Determination of cholinesterase activity in serum is of greatest clinical interest for the diagnosis of poisoning with organophosphorus toxic substances and insecticides, as well as an indicator of the state of the protein-synthetic function of the liver and for the detection of atypical variants of the enzyme (dibucaine-resistant form).

Poisoning with organophosphorus substances and insecticides is accompanied by a marked decrease in cholinesterase activity. It decreases sharply in severe chronic liver diseases, especially in cirrhosis. A significant decrease in cholinesterase activity is also observed in widespread blastomatous liver lesions. In the initial stages of obstructive jaundice, a decrease in cholinesterase activity is very rarely detected.

A sharp decrease in cholinesterase activity is a typical manifestation of impaired protein-synthetic function of the liver in patients with viral hepatitis during the development of acute liver failure, and the degree of its decrease is inversely proportional to the severity of the disease. The lowest indicators are noted in patients several days before the development of hepatic coma. However, the long half-life of serum cholinesterase (7-10 days) reduces its capabilities in the diagnosis of acute liver failure.

In myocardial infarction, a sharp decrease in cholinesterase activity is observed by the end of the first day of the disease, which is caused by shock, leading to severe liver damage.

Recently, the study of this enzyme has been widely used to control the use of muscle relaxants in surgical practice. Curare-like substances (suxamethonium iodide, etc.), used in surgery to relax muscles, are usually quickly destroyed, mainly by serum cholinesterase. Severe consequences of using these agents (prolonged apnea, cholinergic shock) are possible both with acquired cholinesterase deficiency (more often with chronic liver diseases) and with its congenital defect.

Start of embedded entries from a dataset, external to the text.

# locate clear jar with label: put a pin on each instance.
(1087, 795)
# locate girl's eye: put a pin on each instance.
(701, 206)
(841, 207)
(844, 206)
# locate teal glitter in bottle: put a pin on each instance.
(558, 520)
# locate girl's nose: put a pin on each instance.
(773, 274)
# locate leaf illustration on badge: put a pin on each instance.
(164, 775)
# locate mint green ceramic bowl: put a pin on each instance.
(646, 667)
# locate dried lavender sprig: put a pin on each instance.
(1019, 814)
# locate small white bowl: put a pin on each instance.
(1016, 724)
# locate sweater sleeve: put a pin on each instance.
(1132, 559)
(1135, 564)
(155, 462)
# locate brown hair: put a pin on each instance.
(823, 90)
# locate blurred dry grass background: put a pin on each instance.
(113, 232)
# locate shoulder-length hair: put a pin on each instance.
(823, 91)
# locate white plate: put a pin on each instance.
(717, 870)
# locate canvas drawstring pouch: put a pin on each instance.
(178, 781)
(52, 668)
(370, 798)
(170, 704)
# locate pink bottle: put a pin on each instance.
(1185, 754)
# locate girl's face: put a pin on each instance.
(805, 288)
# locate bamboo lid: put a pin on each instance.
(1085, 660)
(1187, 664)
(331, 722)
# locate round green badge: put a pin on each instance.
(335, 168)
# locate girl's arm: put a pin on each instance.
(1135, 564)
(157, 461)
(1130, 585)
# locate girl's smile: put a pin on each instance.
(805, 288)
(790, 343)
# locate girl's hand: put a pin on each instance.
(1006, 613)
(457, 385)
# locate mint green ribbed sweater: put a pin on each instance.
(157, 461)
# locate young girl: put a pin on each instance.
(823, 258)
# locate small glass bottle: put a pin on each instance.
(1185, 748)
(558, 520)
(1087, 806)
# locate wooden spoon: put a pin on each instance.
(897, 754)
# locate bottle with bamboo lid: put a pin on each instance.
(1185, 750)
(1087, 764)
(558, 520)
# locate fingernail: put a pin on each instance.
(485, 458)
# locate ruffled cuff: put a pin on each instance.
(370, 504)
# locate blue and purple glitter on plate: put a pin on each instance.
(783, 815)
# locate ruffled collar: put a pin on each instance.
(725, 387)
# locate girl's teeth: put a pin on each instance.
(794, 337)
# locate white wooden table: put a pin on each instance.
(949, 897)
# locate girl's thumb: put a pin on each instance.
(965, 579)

In nephrotic syndrome, an increase in cholinesterase activity is observed, which is associated with an increase in the synthesis of albumins by the liver due to the rapid loss of finely dispersed protein fraction in the urine. An increase in cholinesterase activity is also sometimes observed in obesity and exudative enteropathy.

A slight increase in cholinesterase activity is sometimes possible with arterial hypertension, diabetes mellitus, tetanus, chorea, manic-depressive psychosis, depressive neuroses, and anxiety.